🤖 AI Summary
This work addresses the challenge of generalizing unsupervised backdoor attack detection in multimodal large language models (MLLMs) under fine-tuning-as-a-service (FTaaS) scenarios. The authors propose a label-free, universal framework for filtering poisoned samples by uncovering a previously unrecognized fingerprint of backdoor attacks: an imbalance in attention allocation across the three core components—system instructions, visual inputs, and user text. Leveraging cross-modal attention map decomposition, the method identifies sensitive attention heads and employs Gaussian Mixture Models (GMMs) with Expectation-Maximization (EM) algorithms to statistically model and aggregate voting signals for precise detection.
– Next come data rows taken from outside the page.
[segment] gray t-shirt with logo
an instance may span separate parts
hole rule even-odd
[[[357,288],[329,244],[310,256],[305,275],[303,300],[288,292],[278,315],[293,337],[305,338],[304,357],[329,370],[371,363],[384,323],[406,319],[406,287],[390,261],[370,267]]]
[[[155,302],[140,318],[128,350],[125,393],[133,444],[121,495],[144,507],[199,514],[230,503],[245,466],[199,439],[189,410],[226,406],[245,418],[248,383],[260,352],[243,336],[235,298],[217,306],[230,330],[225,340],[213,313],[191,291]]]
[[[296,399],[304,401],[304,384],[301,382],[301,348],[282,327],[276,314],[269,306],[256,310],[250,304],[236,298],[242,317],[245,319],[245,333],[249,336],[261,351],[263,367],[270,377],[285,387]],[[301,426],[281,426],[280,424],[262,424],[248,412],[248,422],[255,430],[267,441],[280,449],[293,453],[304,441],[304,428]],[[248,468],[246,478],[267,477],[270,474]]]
Extensive experiments demonstrate that the approach achieves robust and superior performance across diverse MLLM architectures and backdoor attack types, effectively enabling clean fine-tuning without requiring labeled data.
📝 Abstract
Fine-Tuning-as-a-Service (FTaaS) facilitates the customization of Multimodal Large Language Models (MLLMs) but introduces critical backdoor risks via poisoned data. Existing defenses either rely on supervised signals or fail to generalize across diverse trigger types and modalities. In this work, we uncover a universal backdoor fingerprint-attention allocation divergence-where poisoned samples disrupt the balanced attention distribution across three functional components: system instructions, vision inputs, and user textual queries, regardless of trigger morphology. Motivated by this insight, we propose Tri-Component Attention Profiling (TCAP), an unsupervised defense framework to filter backdoor samples. TCAP decomposes cross-modal attention maps into the three components, identifies trigger-responsive attention heads via Gaussian Mixture Model (GMM) statistical profiling, and isolates poisoned samples through EM-based vote aggregation. Extensive experiments across diverse MLLM architectures and attack methods demonstrate that TCAP achieves consistently strong performance, establishing it as a robust and practical backdoor defense in MLLMs.